Allow me to quote at length from Terence McKenna as he discusses his classic work, The Archaic Revival: Speculations on Psychedelic Mushrooms, the Amazon, Virtual Reality, UFOs, Evolution, Shamanism, the Rebirth of the Goddess, and the End of History:
"...what we need is a new myth, what we need is a new true story that tells us where we're going in the universe and that true story is that the ego is a product of pathology, and when psilocybin is regularly part of the human experience the ego is suppressed and the suppression of the ego means the defeat of the dominators, the materialists, the product peddlers. Psychedelics return us to the inner worth of the self, to the importance of the feeling of immediate experience - and nobody can sell that to you and nobody can buy it from you, so the dominator culture is not interested in the felt presence of immediate experience, but that's what holds the community together.
And as we break out of the silly myths of science and the infantile obsessions of the marketplace, what we discover through the psychedelic experience is that in the body, IN THE BODY, there are Niagaras of beauty, alien beauty, alien dimensions that are part of the self, the richest part of life. I think of going to the grave without having a psychedelic experience like going to the grave without ever having sex. It means that you never figured out what it is all about. The mystery is in the body and the way the body works itself into nature. What the Archaic Revival means is shamanism, ecstasy, orgiastic sexuality, and the defeat of the three enemies of the people. And the three enemies of the people are hegemony, monogamy and monotony!
Now you may be wondering what all this trippy stuff has got to do with the way ahead for Malaysia...
And if you get them on the run you have the dominators sweating, folks, because that means you're getting it all reconnected, and getting it all reconnected means putting aside the idea of separateness and self-definition through thing-fetish. Getting it all connected means tapping into the Gaian mind, and the Gaian mind is what we're calling the psychedelic experience. It's an experience of the living fact of the entelechy of the planet. And without that experience we wander in a desert of bogus ideologies. But with that experience the compass of the self can be set, and that's the idea; figuring out how to reset the compass of the self through community, through ecstatic dance, through psychedelics, sexuality, intelligence, INTELLIGENCE. This is what we have to have to make the forward escape into hyperspace.
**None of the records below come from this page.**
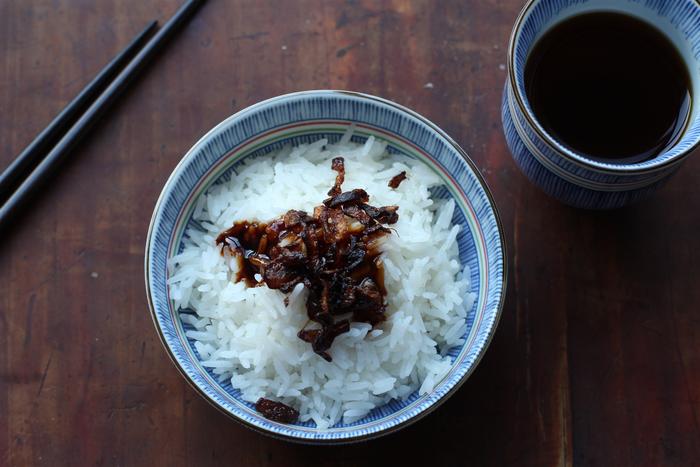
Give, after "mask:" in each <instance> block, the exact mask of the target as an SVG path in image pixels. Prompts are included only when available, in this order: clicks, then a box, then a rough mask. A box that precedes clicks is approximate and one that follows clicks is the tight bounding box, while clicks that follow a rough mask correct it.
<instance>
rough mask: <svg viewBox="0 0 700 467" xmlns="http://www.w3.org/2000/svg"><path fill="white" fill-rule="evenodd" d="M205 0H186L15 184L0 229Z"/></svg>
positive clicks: (0, 209) (1, 214) (28, 199)
mask: <svg viewBox="0 0 700 467" xmlns="http://www.w3.org/2000/svg"><path fill="white" fill-rule="evenodd" d="M204 1H205V0H188V1H186V2H185V3H184V4H183V5H182V6H181V7H180V9H178V11H177V12H176V13H175V14H174V15H173V17H172V18H170V20H168V22H167V23H165V25H163V27H162V28H161V29H160V30H159V31H158V32H157V33H156V34H155V36H153V38H151V40H149V41H148V43H147V44H146V45H145V46H144V47H143V49H141V51H139V53H138V54H137V55H136V57H134V58H133V59H132V60H131V62H129V64H128V65H126V67H125V68H124V69H123V70H122V71H121V72H120V73H119V75H117V77H116V78H115V79H114V81H112V82H111V83H110V84H109V86H108V87H107V89H105V90H104V92H102V94H100V96H99V97H98V98H97V99H96V100H95V101H94V102H93V103H92V104H91V105H90V107H89V108H88V109H87V110H86V111H85V113H83V115H82V116H80V118H79V119H78V120H77V121H76V122H75V124H74V125H73V126H72V127H71V128H70V129H69V130H68V131H67V132H66V134H65V135H64V136H63V137H62V138H61V140H60V141H59V142H58V143H57V144H56V145H55V146H54V147H53V148H52V149H51V150H50V151H49V153H48V154H46V156H45V157H44V159H43V160H42V161H41V162H40V163H39V164H38V165H37V167H36V168H35V169H34V170H33V171H32V173H31V174H30V175H29V176H28V177H27V178H26V179H25V180H24V181H23V182H22V183H21V184H20V185H19V187H18V188H17V189H16V190H15V191H14V192H13V193H12V195H11V196H10V197H9V198H8V199H7V201H6V202H5V203H4V204H3V206H2V207H0V230H2V229H4V228H6V227H7V226H8V224H9V221H10V220H11V219H12V217H13V216H15V215H16V214H17V213H18V211H19V210H20V208H22V207H23V206H24V205H25V204H26V203H27V201H28V200H29V199H30V197H31V195H33V194H34V193H35V192H36V191H37V189H38V188H39V187H41V186H42V185H43V184H44V183H46V181H47V180H48V179H49V178H50V177H51V175H53V174H54V173H55V172H56V169H57V167H58V165H59V164H60V163H61V162H62V161H63V160H64V159H65V158H66V156H67V155H68V154H69V153H70V151H71V150H72V149H73V148H75V146H76V144H77V143H78V142H79V141H80V139H81V138H82V137H83V136H85V135H86V134H87V133H88V131H89V130H90V129H91V128H92V127H93V126H94V124H95V123H96V122H97V120H98V119H99V118H100V117H101V116H102V115H104V113H105V112H106V111H107V110H108V108H109V107H110V106H111V105H112V104H113V103H114V102H115V101H116V100H117V98H118V97H119V95H120V94H121V93H122V92H123V91H124V90H125V89H126V88H127V87H128V85H129V84H130V83H131V82H132V81H133V80H134V78H135V77H136V75H137V74H138V73H139V72H140V71H141V70H142V69H143V68H144V67H145V66H146V65H147V64H148V62H149V61H150V60H151V59H152V58H153V57H154V56H155V54H156V53H157V52H158V51H159V50H160V49H162V48H163V46H164V45H165V43H166V42H167V41H168V40H169V39H170V38H171V37H172V36H173V35H174V34H175V33H176V32H177V30H178V28H179V27H181V26H182V25H183V24H185V23H186V22H187V21H188V20H189V19H190V18H191V17H192V15H193V14H194V13H195V11H196V10H197V8H198V7H199V6H200V5H201V4H203V3H204Z"/></svg>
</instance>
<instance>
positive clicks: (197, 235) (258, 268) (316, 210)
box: [145, 91, 506, 444]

Well, the universe is an interconnected, interdependent network of dynamic interactions. Our identities are not at all static. They evolve as we mature. Even as we attempt to define ourselves as individuals, we are being defined - or confined - by our immediate environment, our familial and societal ties, our national ideologies, and everchanging geopolitical scenarios.
Terence McKenna's personal obsession with "escape into hyperspace" is just his way of investigating possible escape routes from the entropic 3D Matrix.
McKenna's switched-on way of thinking illustrates the unpredictable non-linearity of evolutionary solutions. Our so-called future may resemble nothing of our so-called past - indeed, it rarely ever does!
Many of us are in the habit of driving towards the future while gazing into the rearview mirror of the past. This might explain why humans rarely notice until it's way too late the 20-wheeler truck coming straight at them from the opposite direction. Isn't that reason enough to start acquiring 360-degree peripheral vision?